A White House salute for the YUAA
For its work on developing an automated optical telescope, the Yale Undergraduate Aerospace Association was among the organizations to receive recognition at the White House’s annual Astronomy Night. With software written by the student team, the large telescope will be motorized and computer-controlled. For better data collection, it will have the ability to see deep-space objects and track celestial objects as they progress across the sky. It will also be equipped to take long-exposure photographs of deep field objects. The group is also working on a prototype of a miniaturized satellite, known as a CubeSat, which will take high-resolution photographs of Earth. (They hope to get images of New Haven and Yale.)
A safer sunblock
Researchers at Yale have developed a sunscreen that doesn’t penetrate the skin, eliminating serious health concerns associated with commercial sunscreens. Because most commercial sunblocks can go below the skin’s surface and enter the bloodstream, they pose possible hormonal side effects and could even be promoting the kind of skin cancers they’re designed to prevent. But Mark Saltzman, the Goizueta Foundation Professor of Biomedical Engineering, led a team of researchers in developing a new sunblock made with bioadhesive nanoparticles that stays on the surface of the skin. “Nanoparticles are large enough to keep from going through the skin’s surface, and our nanoparticles are so adhesive that they don’t even go into hair follicles, which are relatively open,” Saltzman said. (For a Yale Alumni Magazine report, see Findings: "Saving Your Skin.")
Twice the trash
Yale researchers found that we are disposing of twice as much solid waste as previous estimates suggested.
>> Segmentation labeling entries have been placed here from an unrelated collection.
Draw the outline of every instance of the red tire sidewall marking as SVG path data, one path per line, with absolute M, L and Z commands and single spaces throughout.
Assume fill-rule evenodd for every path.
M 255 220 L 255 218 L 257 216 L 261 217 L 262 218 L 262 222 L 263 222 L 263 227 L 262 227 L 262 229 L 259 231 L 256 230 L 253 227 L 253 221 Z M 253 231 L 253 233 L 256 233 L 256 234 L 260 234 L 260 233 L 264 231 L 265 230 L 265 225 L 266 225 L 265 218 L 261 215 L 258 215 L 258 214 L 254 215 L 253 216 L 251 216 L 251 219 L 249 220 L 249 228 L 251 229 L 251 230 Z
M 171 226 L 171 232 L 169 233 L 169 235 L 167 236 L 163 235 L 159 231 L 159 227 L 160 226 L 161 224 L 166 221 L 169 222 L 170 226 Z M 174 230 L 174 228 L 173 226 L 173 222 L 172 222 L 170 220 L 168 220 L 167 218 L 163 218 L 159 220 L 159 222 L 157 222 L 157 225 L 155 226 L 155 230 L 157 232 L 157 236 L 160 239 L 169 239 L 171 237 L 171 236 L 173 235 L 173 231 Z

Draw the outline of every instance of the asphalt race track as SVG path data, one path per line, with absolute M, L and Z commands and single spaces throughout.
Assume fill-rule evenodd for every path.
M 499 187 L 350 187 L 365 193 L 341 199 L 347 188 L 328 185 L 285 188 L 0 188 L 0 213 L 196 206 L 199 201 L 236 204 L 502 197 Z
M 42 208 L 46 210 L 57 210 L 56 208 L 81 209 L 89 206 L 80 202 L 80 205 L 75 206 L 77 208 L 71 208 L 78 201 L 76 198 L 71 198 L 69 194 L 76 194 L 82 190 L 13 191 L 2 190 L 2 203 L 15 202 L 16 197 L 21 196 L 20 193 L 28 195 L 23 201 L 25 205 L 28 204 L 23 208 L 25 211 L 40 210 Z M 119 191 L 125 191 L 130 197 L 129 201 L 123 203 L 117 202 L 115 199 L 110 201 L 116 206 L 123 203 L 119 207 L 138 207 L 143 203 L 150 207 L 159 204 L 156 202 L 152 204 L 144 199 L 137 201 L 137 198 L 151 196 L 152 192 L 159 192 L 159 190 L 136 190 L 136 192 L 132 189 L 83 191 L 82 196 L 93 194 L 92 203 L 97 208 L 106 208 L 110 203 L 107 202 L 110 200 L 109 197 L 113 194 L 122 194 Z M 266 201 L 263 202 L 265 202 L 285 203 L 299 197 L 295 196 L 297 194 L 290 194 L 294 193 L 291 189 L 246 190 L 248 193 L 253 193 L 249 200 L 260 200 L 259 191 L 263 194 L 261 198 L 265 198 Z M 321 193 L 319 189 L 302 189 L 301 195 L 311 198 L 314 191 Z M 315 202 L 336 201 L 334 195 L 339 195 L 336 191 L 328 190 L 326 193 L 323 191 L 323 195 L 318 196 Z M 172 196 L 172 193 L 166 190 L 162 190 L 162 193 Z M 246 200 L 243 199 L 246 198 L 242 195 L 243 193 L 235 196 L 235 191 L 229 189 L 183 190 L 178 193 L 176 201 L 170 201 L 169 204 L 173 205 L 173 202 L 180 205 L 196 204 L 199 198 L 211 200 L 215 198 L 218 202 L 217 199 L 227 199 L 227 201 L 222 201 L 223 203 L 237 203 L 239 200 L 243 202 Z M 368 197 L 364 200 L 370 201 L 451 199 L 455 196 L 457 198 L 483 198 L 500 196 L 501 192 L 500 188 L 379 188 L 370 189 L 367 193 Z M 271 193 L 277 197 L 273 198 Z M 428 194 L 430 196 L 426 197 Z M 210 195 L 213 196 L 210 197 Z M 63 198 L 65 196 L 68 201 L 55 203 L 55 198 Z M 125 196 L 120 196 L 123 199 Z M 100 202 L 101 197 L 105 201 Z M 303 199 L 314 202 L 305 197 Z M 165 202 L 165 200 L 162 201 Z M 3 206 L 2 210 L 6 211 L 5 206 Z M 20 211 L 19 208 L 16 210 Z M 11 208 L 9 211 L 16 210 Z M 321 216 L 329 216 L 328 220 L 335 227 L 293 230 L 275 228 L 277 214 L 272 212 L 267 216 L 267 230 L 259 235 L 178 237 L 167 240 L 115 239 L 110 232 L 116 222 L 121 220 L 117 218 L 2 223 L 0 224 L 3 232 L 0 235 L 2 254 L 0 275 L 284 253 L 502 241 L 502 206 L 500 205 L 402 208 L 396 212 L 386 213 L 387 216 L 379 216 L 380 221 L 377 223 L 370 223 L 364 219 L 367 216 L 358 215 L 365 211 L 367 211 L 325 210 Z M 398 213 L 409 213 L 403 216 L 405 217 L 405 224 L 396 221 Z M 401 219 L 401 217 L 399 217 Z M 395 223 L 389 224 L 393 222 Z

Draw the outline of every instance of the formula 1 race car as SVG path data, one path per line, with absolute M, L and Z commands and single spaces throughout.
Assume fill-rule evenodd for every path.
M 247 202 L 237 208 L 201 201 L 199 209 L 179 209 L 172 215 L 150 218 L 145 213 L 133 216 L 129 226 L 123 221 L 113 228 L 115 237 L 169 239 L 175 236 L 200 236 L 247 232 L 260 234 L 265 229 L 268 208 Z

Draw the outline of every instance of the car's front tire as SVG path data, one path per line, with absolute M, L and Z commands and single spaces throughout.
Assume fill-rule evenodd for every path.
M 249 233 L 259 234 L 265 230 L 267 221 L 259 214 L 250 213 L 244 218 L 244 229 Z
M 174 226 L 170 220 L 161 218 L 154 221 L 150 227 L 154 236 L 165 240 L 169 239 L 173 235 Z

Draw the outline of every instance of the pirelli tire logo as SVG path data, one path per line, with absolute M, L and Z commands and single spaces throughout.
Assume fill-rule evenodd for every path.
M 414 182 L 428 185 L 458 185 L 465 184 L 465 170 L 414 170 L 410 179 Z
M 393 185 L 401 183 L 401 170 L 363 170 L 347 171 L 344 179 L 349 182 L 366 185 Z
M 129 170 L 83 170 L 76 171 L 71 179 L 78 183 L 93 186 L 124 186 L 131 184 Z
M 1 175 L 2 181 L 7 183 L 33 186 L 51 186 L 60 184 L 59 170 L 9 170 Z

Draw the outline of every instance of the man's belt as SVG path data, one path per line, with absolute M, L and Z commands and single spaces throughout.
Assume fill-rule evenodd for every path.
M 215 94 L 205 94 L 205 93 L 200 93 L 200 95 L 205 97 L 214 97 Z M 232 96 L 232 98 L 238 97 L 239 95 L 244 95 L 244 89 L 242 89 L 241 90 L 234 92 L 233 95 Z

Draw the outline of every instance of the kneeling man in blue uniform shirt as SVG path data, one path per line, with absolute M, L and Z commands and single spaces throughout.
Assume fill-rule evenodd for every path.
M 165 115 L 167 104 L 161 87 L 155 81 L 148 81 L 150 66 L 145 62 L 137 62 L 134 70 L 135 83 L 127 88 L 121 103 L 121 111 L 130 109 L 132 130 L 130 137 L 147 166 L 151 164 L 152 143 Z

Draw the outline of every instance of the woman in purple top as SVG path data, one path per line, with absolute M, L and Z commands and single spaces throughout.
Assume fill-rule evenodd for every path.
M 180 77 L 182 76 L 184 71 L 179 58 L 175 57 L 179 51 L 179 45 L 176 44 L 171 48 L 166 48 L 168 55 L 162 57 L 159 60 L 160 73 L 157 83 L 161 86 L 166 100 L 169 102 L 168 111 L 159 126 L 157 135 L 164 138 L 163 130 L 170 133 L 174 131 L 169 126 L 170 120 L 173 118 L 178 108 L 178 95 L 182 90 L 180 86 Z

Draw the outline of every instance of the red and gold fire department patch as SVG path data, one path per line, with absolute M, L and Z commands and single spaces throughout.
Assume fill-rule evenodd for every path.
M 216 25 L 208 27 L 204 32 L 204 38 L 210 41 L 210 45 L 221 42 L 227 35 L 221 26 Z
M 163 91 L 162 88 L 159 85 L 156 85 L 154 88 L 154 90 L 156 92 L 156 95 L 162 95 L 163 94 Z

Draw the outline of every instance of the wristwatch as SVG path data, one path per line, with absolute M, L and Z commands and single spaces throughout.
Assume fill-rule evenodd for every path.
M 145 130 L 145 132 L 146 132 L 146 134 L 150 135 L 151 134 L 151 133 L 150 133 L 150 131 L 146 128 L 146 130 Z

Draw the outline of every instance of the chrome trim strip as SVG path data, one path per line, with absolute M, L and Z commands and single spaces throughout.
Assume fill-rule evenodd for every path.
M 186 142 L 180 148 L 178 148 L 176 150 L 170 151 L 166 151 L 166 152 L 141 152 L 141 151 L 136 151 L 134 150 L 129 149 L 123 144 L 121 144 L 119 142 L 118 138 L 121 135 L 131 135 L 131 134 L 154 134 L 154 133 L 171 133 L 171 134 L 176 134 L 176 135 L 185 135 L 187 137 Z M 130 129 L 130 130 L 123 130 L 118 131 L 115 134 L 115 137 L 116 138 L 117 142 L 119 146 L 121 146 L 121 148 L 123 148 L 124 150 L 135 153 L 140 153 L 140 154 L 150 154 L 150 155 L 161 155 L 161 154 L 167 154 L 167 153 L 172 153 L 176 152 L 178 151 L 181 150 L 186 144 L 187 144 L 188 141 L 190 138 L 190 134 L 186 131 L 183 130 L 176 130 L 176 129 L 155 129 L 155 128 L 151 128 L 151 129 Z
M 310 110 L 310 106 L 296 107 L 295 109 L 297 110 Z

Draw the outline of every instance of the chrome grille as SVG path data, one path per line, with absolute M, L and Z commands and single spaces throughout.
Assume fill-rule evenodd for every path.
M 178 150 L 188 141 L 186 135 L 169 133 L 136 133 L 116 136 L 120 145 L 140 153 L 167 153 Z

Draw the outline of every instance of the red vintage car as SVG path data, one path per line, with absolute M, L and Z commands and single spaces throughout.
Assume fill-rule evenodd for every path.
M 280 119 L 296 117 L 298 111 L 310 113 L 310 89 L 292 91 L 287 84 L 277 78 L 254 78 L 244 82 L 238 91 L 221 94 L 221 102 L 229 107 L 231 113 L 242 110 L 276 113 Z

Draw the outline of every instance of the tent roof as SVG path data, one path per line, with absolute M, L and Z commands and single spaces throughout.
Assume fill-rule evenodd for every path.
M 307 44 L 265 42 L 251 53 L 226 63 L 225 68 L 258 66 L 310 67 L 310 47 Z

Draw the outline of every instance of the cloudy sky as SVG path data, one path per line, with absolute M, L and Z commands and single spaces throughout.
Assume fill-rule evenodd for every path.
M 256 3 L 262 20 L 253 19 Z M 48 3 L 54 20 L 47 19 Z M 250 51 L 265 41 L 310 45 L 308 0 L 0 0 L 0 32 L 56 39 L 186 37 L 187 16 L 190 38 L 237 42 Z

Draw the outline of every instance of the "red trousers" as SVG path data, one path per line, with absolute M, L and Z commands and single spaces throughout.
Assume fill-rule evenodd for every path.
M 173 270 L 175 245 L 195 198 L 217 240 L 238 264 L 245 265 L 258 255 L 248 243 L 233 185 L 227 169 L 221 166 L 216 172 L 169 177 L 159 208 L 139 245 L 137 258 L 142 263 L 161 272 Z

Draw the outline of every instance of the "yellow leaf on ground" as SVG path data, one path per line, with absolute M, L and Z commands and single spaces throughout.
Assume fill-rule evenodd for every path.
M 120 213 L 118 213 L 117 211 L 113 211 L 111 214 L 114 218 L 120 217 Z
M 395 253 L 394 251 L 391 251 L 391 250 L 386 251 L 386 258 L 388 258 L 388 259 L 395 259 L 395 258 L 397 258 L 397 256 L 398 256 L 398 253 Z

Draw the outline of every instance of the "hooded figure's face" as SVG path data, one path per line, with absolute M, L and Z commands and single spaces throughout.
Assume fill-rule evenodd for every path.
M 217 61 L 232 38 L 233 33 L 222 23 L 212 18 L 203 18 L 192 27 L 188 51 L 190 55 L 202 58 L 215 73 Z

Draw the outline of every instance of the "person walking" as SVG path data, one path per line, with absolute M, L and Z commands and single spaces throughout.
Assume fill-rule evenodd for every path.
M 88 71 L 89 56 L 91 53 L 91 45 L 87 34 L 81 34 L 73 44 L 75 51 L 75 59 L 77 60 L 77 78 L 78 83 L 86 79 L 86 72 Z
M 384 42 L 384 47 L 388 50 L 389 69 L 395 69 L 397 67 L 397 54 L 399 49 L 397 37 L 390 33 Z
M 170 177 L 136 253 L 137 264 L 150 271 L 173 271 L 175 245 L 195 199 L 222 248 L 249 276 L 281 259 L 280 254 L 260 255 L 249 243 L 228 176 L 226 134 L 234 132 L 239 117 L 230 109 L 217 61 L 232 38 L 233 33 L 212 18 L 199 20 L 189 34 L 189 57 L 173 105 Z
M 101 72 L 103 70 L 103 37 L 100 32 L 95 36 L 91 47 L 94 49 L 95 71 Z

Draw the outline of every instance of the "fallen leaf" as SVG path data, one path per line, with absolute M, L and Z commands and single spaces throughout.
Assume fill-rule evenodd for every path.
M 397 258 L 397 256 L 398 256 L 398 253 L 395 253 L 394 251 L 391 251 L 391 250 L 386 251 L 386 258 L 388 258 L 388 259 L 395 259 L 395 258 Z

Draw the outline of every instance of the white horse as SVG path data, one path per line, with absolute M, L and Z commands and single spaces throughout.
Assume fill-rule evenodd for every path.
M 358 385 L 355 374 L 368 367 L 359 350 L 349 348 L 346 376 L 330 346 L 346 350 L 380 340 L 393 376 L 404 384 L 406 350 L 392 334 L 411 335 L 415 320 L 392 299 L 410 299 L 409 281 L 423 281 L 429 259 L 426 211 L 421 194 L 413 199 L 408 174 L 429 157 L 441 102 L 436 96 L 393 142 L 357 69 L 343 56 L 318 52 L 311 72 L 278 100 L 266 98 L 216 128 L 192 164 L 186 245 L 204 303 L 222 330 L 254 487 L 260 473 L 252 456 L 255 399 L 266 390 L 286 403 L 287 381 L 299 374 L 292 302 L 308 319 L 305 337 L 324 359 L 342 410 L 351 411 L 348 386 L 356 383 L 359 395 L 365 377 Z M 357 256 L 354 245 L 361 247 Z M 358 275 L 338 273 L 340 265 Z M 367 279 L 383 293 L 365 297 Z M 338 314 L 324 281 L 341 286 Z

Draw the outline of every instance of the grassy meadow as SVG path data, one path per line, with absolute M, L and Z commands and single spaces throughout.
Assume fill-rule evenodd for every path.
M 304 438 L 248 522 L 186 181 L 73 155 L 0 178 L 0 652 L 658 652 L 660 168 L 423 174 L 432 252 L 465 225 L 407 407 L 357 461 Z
According to a study led by Jon Powell, a PhD student in Yale’s Department of Chemical & Environmental Engineering, 262 million tons of municipal solid waste were generated in the United States in 2012. That’s a 115 percent increase over the US EPA’s estimate of 122 million tons for the same year. The new estimate also surpasses the World Bank’s projections of municipal solid waste generation for 2025. A key difference is that the Yale researchers took a more direct method, based on numbers reported by the operators of more than 1,200 municipal solid waste landfills.